Import bulk data
The bulk import service lets you import large numbers of external entries over REST. You import entries from a comma-separated values (CSV) file to a specified managed object type in the IDM repository. Bulk import works as follows:
-
Loads bulk CSV entries and stores them temporarily (in the IDM repository) as JSON objects
-
Creates a temporary mapping between those entries and the managed object store in the repository
-
Performs a reconciliation between the JSON objects and the objects in the repository
The bulk import service assumes the CSV file is the authoritative data source. If you run an import more than once, the import overwrites all of the properties of the managed object (including timestamps) with the values in the CSV file.
The bulk import service assumes a singular type
. If you submit an array of type
attributes, the service sets the type
as the last element of the array.
To import bulk CSV entries into the repository using the REST API, follow these steps:
Generate a CSV template
The first time you upload entries, you must generate a CSV template.

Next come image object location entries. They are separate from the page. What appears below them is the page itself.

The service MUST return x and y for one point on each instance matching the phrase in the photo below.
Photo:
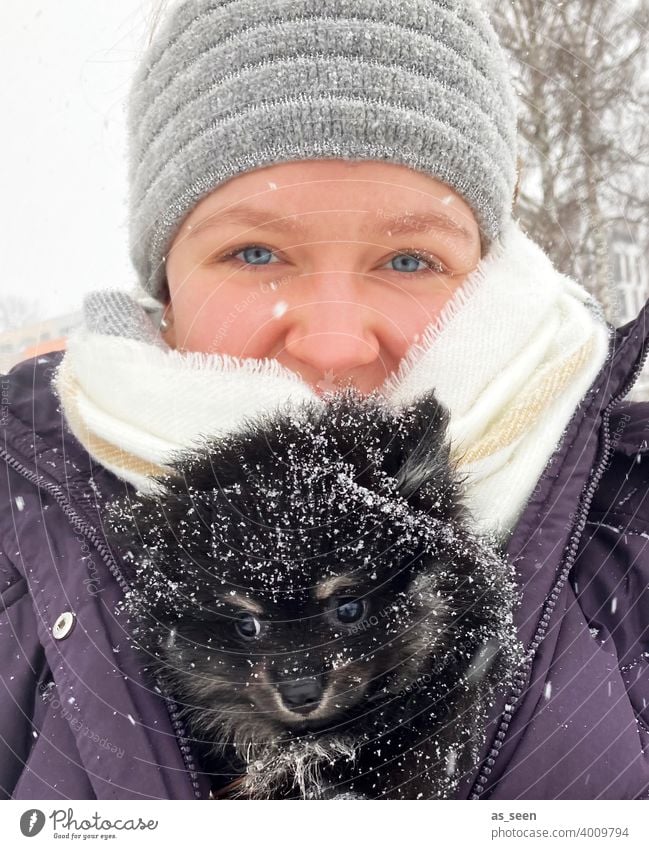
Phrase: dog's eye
(248, 626)
(350, 610)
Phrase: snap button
(63, 626)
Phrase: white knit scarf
(511, 355)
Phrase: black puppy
(311, 594)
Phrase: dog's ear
(417, 454)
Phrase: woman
(367, 150)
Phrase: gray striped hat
(231, 85)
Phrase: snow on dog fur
(310, 593)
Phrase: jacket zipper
(106, 555)
(551, 600)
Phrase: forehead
(375, 196)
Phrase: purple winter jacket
(78, 719)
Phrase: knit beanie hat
(228, 86)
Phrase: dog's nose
(302, 696)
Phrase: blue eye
(416, 257)
(258, 256)
(253, 255)
(248, 626)
(350, 610)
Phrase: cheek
(222, 319)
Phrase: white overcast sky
(64, 74)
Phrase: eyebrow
(426, 221)
(243, 603)
(329, 586)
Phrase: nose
(301, 696)
(334, 330)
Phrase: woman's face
(330, 267)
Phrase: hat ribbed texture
(232, 85)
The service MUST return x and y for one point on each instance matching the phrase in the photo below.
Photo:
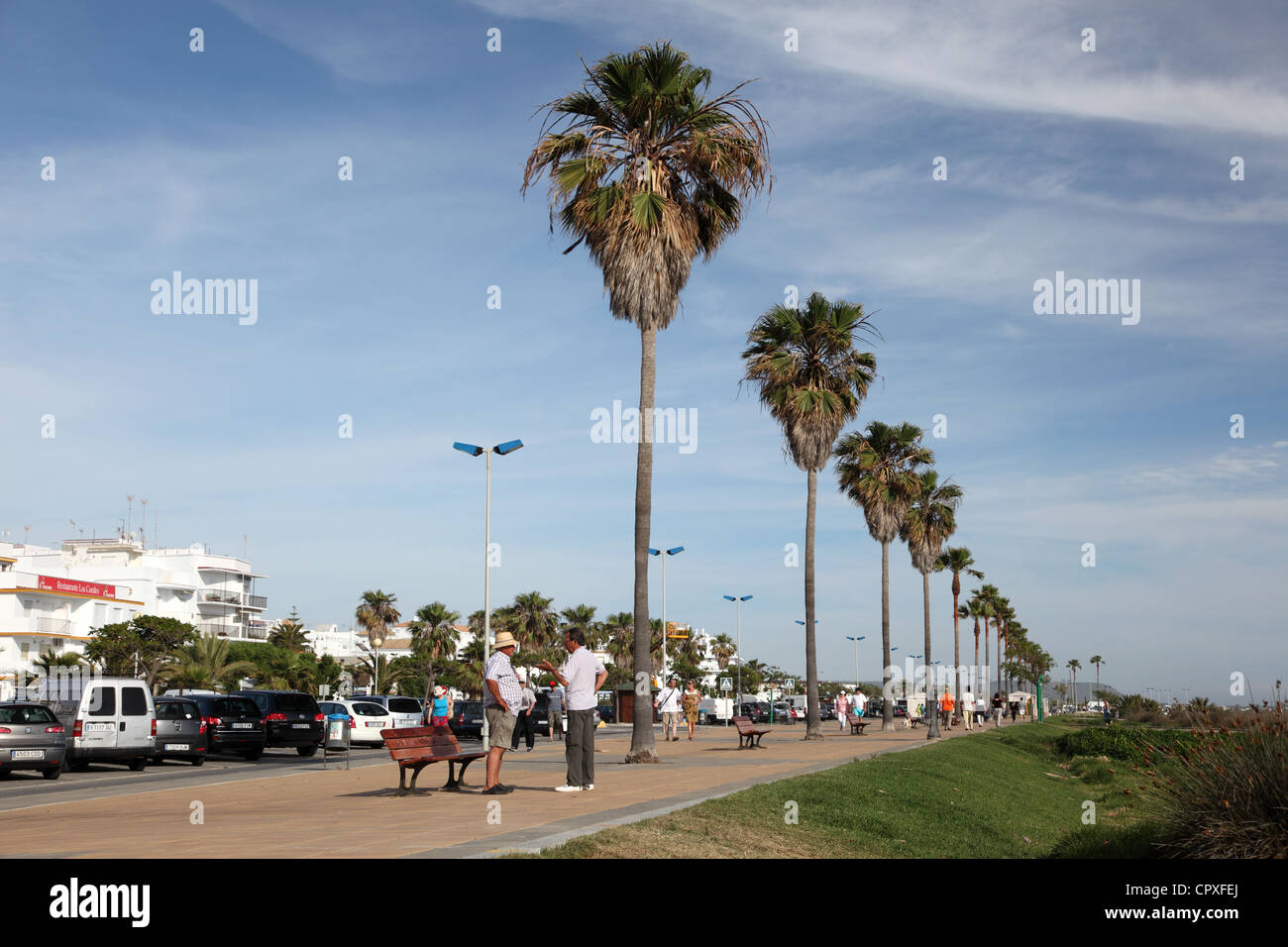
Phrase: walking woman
(442, 712)
(691, 701)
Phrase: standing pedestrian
(441, 714)
(554, 712)
(691, 698)
(669, 702)
(581, 676)
(523, 724)
(501, 698)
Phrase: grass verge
(1000, 793)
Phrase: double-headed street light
(674, 551)
(738, 602)
(473, 450)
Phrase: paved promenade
(355, 813)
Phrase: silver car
(31, 737)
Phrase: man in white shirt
(581, 676)
(669, 702)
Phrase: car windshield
(296, 702)
(235, 706)
(27, 714)
(176, 710)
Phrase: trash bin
(336, 737)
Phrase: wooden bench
(748, 736)
(416, 748)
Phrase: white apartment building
(53, 598)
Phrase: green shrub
(1225, 795)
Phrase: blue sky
(373, 303)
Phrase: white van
(107, 719)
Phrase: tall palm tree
(648, 172)
(877, 470)
(1096, 660)
(434, 638)
(812, 380)
(376, 613)
(957, 561)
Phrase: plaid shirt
(500, 671)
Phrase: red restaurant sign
(76, 587)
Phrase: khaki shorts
(500, 727)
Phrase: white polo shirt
(581, 671)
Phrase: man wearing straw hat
(501, 699)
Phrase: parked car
(291, 718)
(110, 720)
(31, 737)
(467, 719)
(366, 719)
(406, 711)
(233, 724)
(180, 731)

The template is essentially an empty CSV file with one header row that matches the managed object type to which you are importing. In most cases, you will be importing data that fits the managed/user
object model, but you can import any managed object type, such as roles and assignments.
To generate the CSV template, send a GET request to the openidm/csv/template
endpoint. The following request generates a CSV template for the managed user object type:
curl \ --header "X-OpenIDM-Username: openidm-admin" \ --header "X-OpenIDM-Password: openidm-admin" \ --header "Accept-API-Version: resource=1.0" \ --request GET \ "http://localhost:8080/openidm/csv/template?resourceCollection=managed/user&_fields=header&_mimeType='text/plain'" { "_id": "template", "header": "\"userName\",\"givenName\",\"sn\",\"mail\",\"description\",\"accountStatus\",\"telephoneNumber\", \"postalAddress\",\"city\",\"postalCode\",\"country\",\"stateProvince\",\"preferences/updates\", \"preferences/marketing\"" }
The template is generated based on the specified resourceCollection
, and includes a single header row. The names of each header column are derived from the schema of the managed object type. The template includes only a subset of managed user properties that can be represented by CSV fields.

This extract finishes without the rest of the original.